Aria leaned over the bench, wiping sweat from her forehead with a towel. Her gloves hung loose from her wrists, her breathing slowing. The scent of sweat and chalk filled the room — and faint hip-hop pulsed through the speaker system.

Jet stood by the water cooler, sipping slowly, watching her from the corner of his eye.

Her phone buzzed.

She picked it up absentmindedly… and then paused.

The headline glowed across her screen:

 "BREAKING: SENATOR DRAXFORD ARRESTED FOR MURDER OF FEDERAL PROSECUTOR."

Her breath caught slightly — not from the boxing.

Across the room, Jet checked his own phone.

"You saw it too?" he asked, voice low.

She nodded. "Yeah."

"RHL connection?"

"Seems like it," she said.

They stood there for a moment — quiet.

Then Jet tossed her a cold bottle of water.

 "Looks like justice got out of bed."

Aria gave a half-smile. "Let's see if it stays awake."

They didn't talk more about it.

But Jet's eyes lingered on the headline — on the name Draxford — and the chill that settled quietly between them.

Behind a wide glass partition, Valen lay unconscious, tubes in his nose, monitors blinking steadily beside him. His face, once sharp and proud, was now marred by bruises — a violet welt above his brow, dried blood crusting at the edge of his hairline.

A red light on the monitor spiked suddenly.

"BP drop," a nurse called.

"Pulse irregular — get Dr. Grace now!"

A team in blue scrubs rushed in, gloves snapping on, the room filling with clipped commands.

Outside the glass, Jim stood frozen — fists clenched, jaw locked.

"Stabilize him," he said to no one in particular.

Inside, the lead doctor worked fast, adjusting oxygen levels and increasing IV pressure. After a long few seconds — beep… beep… — the monitors calmed again.

"He's stable… for now," the doctor said, breathless.

Jim exhaled — not relief, just permission to keep standing.

Then came the door.

Click. He turned.

She stepped in like cold marble — sleek heels, dark satin dress, pearl necklace tight against her throat.

"Claudia ," Jim muttered.

Valen's mother.

She didn't speak at first. Her eyes fell on the boy through the glass. They didn't blink.

 "He looks like you when you buried your father," she finally said.

Jim sighed. "Not now."

"Why not? We're always late with truth in this family."

A beat passed between them. Sharp. Personal.

 "You saw the file," she added. "So did I. Why was that document in his car, Jim?"

"I don't know."

 "You're lying."

He turned toward her fully. "I buried that case. We both did."

Claudia folded her arms. "Then why is it back?"

Silence.

Behind them, the surgeon approached.

 "He's in a medically-induced coma now. We've done all we can. His brain may need… time."

Jim nodded, tight.

Claudia whispered, "What if he remembers?"

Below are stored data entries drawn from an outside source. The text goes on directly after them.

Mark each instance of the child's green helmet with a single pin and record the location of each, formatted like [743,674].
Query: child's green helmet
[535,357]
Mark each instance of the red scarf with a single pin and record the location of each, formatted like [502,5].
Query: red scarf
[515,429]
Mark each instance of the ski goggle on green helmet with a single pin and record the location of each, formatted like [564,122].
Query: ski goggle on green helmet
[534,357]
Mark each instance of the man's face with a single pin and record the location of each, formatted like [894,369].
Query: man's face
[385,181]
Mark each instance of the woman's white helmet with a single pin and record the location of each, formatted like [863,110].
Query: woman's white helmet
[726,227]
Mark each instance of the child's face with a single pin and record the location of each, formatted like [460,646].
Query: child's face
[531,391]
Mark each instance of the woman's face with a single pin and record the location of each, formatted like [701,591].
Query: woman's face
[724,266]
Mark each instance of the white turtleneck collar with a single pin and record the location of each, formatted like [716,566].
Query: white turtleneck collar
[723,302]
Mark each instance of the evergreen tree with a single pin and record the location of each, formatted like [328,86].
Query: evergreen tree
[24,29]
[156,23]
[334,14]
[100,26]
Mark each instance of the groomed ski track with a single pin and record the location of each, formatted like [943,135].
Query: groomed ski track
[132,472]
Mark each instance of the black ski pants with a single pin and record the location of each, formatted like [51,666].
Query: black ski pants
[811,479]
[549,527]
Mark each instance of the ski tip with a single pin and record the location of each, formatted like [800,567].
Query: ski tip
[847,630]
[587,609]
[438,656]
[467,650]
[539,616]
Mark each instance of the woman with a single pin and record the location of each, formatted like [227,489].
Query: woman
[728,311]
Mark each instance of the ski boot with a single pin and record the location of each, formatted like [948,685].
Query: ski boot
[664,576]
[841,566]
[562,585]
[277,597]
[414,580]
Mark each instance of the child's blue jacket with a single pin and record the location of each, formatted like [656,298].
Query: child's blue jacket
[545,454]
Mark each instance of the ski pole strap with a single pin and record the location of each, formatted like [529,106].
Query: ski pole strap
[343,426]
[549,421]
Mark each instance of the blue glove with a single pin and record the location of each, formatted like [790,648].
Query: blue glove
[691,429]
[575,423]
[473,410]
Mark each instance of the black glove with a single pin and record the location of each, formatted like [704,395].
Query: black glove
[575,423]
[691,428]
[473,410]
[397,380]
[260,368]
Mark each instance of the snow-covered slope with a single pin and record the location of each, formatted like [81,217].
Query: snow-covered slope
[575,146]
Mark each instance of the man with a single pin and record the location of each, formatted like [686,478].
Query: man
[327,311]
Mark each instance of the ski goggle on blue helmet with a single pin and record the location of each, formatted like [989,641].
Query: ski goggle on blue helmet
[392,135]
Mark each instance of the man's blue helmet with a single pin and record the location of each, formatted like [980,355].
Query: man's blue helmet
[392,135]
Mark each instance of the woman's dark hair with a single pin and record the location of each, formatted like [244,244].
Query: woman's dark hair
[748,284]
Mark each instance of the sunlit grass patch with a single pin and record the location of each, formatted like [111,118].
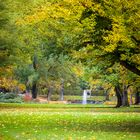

The doctor glanced between them. "Remembers what?"

Neither answered.

They stood, side by side, staring into the glass as Valen's chest rose and fell. Machines hummed. Monitors blinked. Time slowed.

"He has your stubbornness," Mariel said finally.

 "He has your silence," Jim replied.

And for a long moment — just one — they looked not like powerhouses or enemies… but like parents.

The parents of a boy who was never meant to know the truth.